II. Confirme l’ordonnance attaquée.
III. Fixe à 388 fr. 80 (trois cent huitante-huit francs et huitante centimes) l'indemnité allouée au défenseur d'office de T.________.
IV. Dit que les frais du présent arrêt, par 770 fr. (sept cent septante francs), ainsi que l’indemnité due au défenseur d’office de T.________, par 388 fr. 80 (trois cent huitante-huit francs et huitante centimes), sont mis à la charge de ce dernier.
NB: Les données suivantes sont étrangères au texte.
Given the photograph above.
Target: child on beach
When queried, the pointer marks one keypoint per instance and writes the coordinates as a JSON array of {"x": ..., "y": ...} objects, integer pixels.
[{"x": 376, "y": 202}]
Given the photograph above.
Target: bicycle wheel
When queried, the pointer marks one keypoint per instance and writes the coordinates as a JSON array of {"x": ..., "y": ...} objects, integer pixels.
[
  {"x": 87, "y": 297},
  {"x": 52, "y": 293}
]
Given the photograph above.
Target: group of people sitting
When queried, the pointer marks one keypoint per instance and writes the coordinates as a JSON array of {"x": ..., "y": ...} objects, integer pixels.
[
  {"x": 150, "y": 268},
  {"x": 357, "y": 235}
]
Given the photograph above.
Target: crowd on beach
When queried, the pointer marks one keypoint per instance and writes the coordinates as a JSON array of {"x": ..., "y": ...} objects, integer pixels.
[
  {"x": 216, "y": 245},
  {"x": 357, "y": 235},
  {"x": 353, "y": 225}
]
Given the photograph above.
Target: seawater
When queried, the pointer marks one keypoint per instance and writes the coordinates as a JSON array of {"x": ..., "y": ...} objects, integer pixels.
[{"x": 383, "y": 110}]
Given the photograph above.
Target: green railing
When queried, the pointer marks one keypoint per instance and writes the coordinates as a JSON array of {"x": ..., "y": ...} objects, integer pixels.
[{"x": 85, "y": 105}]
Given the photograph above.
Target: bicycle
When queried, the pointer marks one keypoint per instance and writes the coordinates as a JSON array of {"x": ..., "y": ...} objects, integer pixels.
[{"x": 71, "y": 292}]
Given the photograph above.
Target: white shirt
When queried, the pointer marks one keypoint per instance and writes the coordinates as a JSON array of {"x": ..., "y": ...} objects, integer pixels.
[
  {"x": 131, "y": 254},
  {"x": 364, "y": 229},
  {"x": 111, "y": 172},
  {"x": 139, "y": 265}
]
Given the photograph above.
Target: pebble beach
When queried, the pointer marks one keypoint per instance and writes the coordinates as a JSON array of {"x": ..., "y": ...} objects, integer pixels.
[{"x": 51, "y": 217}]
V. Dit que le remboursement à l'Etat de l'indemnité allouée au chiffre III ci-dessus ne sera exigible que pour autant que la situation économique de T.________ se soit améliorée.
IV. Déclare le présent arrêt exécutoire.
Le vice-président : La greffière :
Du
L'arrêt qui précède, dont la rédaction a été approuvée à huis clos, est notifié, par l'envoi d'une copie complète, à :
- Me Véronique Fontana, avocate (pour T.________),
- Ministère public central,
et communiqué à :
‑ Mme la Présidente du Tribunal des mesures de contrainte,
- M. le Procureur de l’arrondissement de Lausanne,
par l’envoi de photocopies.
Le présent arrêt peut faire l'objet d'un recours en matière pénale devant le Tribunal fédéral au sens des art. 78 ss LTF (loi du 17 juin 2005 sur le Tribunal fédéral – RS 173.110), cas échéant d'un recours constitutionnel subsidiaire au sens des art. 113 ss LTF. Ces recours doivent être déposés devant le Tribunal fédéral dans les trente jours qui suivent la notification de l'expédition complète (art. 100 al. 1 LTF).